Братия трижды стройно пропела «Господи, помилуй».
Исаакию с благословением передали монашеские одежды. Облачился он в рясу, опоясался кожаным ремнем, закрепил на себе мантию, на голову ему воздели клобук, он обул сандалии, вручили ему чётки, ручной крест.
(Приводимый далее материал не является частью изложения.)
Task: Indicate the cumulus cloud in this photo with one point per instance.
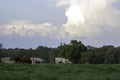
(24, 29)
(90, 17)
(85, 18)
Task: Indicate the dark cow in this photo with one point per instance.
(23, 60)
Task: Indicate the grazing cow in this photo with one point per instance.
(59, 60)
(6, 60)
(37, 60)
(23, 60)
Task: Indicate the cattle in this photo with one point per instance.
(23, 60)
(6, 60)
(59, 60)
(37, 60)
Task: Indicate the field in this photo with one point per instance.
(59, 72)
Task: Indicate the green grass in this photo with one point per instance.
(59, 72)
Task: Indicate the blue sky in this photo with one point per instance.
(30, 23)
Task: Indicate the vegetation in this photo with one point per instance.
(59, 72)
(75, 51)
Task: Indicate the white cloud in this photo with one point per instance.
(24, 29)
(88, 18)
(85, 18)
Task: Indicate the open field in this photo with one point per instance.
(59, 72)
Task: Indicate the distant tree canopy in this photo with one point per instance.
(75, 51)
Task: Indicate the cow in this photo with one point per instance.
(59, 60)
(37, 60)
(6, 60)
(23, 60)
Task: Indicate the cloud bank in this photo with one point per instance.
(85, 18)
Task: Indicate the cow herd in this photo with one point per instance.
(31, 60)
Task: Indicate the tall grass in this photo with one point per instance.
(59, 72)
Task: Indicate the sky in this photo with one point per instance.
(30, 23)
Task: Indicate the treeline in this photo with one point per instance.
(75, 51)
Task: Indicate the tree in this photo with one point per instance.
(72, 51)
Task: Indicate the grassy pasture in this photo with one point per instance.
(59, 72)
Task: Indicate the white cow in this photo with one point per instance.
(59, 60)
(37, 60)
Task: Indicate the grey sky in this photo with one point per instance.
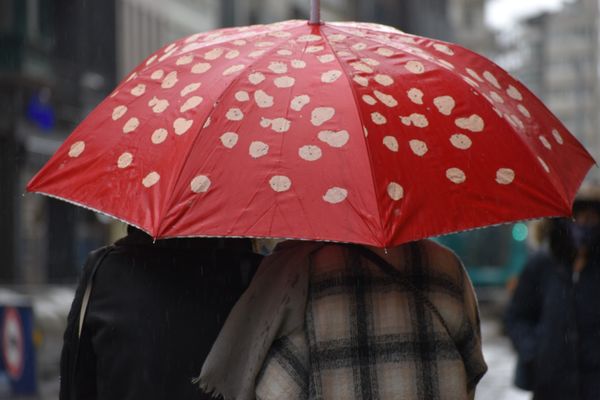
(502, 14)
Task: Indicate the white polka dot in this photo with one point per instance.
(314, 49)
(384, 80)
(358, 66)
(361, 80)
(326, 58)
(334, 138)
(229, 139)
(456, 175)
(264, 44)
(262, 99)
(443, 49)
(182, 125)
(416, 119)
(258, 149)
(184, 60)
(284, 82)
(159, 136)
(474, 74)
(158, 105)
(310, 153)
(242, 95)
(557, 136)
(298, 64)
(277, 124)
(131, 125)
(151, 179)
(256, 78)
(385, 52)
(370, 100)
(118, 112)
(391, 143)
(330, 76)
(299, 102)
(418, 147)
(386, 99)
(233, 69)
(280, 183)
(191, 103)
(213, 54)
(446, 64)
(139, 90)
(524, 110)
(395, 191)
(337, 37)
(461, 141)
(230, 55)
(335, 195)
(415, 67)
(158, 74)
(189, 89)
(415, 95)
(544, 165)
(200, 68)
(505, 176)
(278, 67)
(170, 80)
(76, 149)
(320, 115)
(514, 93)
(470, 81)
(200, 184)
(125, 160)
(491, 79)
(496, 97)
(378, 118)
(473, 123)
(234, 114)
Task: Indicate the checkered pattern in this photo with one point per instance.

И наконец подали в руки зажжённую свечу, и опять игумен говорил, твердел голосом:
— Возьми, брат Исаакий, эту свечу, что отныне своею чистотою, добродетельною жизнию и благонравием ты должен быть светом для мира, как сказал Господь: «Так да светит свет ваш пред людьми, чтобы они видели ваши добрые дела и прославляли Отца вашего Небесного»…
Выходили из монастырской церкви, старец Варлаам — духовный отец новоявленного монаха, тихонько объявил:
— На пять дней ты, брат, свободен от всех дел в обители, но будешь пребывать и в храме, в молитве.
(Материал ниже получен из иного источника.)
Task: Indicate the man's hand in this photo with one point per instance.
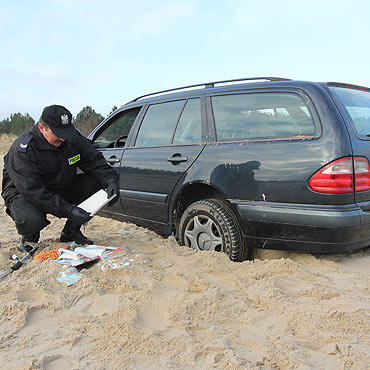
(112, 189)
(78, 216)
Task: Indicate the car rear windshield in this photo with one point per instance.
(357, 104)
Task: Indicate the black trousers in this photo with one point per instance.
(30, 220)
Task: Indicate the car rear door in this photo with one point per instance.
(168, 141)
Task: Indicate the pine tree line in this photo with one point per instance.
(86, 120)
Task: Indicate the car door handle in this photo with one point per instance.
(177, 158)
(113, 160)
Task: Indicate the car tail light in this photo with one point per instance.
(345, 175)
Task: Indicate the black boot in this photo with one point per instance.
(72, 233)
(25, 246)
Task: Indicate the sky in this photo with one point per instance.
(102, 54)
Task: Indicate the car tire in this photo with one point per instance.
(210, 225)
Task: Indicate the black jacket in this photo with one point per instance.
(39, 171)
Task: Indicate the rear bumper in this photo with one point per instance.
(302, 227)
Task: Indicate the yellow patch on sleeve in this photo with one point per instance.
(74, 159)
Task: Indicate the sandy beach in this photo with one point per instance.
(169, 307)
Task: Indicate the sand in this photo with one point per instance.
(173, 308)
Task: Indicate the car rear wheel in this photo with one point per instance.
(210, 225)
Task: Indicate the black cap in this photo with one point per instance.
(59, 119)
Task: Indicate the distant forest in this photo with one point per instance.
(85, 121)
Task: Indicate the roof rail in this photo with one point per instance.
(212, 84)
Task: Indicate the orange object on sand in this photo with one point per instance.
(49, 255)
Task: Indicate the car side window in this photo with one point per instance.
(261, 116)
(188, 130)
(118, 126)
(159, 123)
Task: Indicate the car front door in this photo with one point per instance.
(110, 139)
(167, 143)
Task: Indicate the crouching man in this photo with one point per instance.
(40, 177)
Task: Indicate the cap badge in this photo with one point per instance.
(64, 119)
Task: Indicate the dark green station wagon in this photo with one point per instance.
(254, 163)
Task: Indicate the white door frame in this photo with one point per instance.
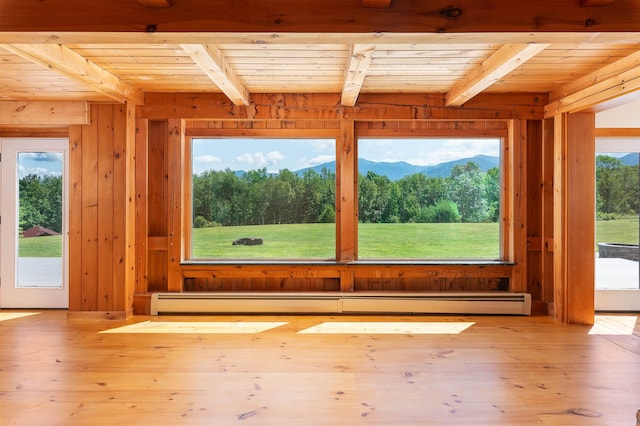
(28, 297)
(623, 298)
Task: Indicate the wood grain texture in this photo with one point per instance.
(319, 16)
(450, 370)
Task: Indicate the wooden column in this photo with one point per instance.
(346, 194)
(534, 213)
(574, 218)
(515, 203)
(547, 213)
(142, 214)
(175, 221)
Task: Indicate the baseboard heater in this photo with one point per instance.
(346, 303)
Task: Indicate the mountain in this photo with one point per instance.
(398, 170)
(485, 162)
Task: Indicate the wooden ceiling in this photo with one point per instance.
(76, 64)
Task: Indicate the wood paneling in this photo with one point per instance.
(156, 208)
(175, 231)
(100, 267)
(534, 213)
(319, 17)
(574, 204)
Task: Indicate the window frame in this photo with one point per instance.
(346, 137)
(255, 134)
(458, 130)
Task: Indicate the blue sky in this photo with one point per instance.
(39, 163)
(277, 154)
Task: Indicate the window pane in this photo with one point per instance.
(263, 198)
(429, 198)
(617, 208)
(40, 220)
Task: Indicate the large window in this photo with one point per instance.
(429, 198)
(263, 198)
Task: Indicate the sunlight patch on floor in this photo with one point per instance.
(6, 316)
(196, 327)
(388, 328)
(622, 325)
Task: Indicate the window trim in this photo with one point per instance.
(346, 138)
(192, 134)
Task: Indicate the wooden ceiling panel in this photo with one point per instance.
(318, 66)
(24, 80)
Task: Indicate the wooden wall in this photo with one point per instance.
(101, 224)
(128, 211)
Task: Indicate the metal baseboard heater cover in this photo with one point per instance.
(499, 303)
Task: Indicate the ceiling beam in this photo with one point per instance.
(495, 67)
(65, 61)
(613, 81)
(53, 114)
(379, 4)
(356, 71)
(589, 3)
(318, 16)
(212, 61)
(155, 3)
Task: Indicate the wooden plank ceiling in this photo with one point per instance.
(118, 72)
(122, 67)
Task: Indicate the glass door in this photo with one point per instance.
(617, 225)
(33, 227)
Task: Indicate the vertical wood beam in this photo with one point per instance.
(75, 217)
(130, 219)
(141, 196)
(547, 211)
(534, 209)
(515, 217)
(106, 215)
(175, 223)
(346, 194)
(89, 212)
(574, 222)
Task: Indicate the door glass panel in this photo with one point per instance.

— Исполню! — готовно ответил Исаакий и тут же увидел отца. Не знал, что Фёдор Степанович наблюдал обряд пострижения сына. Родитель увлёк за ворота монастыря. У ограды в чёрной, запорошенной снегом шубе стояла мать.
Агафья кинулась на грудь сына — молодого монаха.
— Ангел мой! — и заплакала.
Родитель мягко отстранил её от Исаакия.
— Жено — ребро ты моё любимое, пазушное. Богу сын отдан, радуйся! Ну, а ты, Исаакий, прохождай иноческий искус…
… Он лег рано в своей прохладной келье. А до этого долго сидел впотьмах, перебирал в руках чётки, вспоминал, что говорил Тихон, когда передавал их ему:
— Прими, брате, меч духовный, иже есть глагол Божий, его же нося во устах твоих, уме же и сердце, глаголи непрестанно: «Господи Иисусе Христе, Сыне Божий, помилуй мя грешного».
Главная площадь города затихала поздно. Слабо, но донесся с улицы смех, резкие голоса и опять рыкающий басистый смех… «О чём это они там?» — недоумевал Исаакий. Как-то не принималось, что в этот день, в этот вот вечер кто-то со стороны может так громко, вызывно смеяться. Ну, люди!
А день был февраля шестой года от Рождества Христова 1689-й.[12]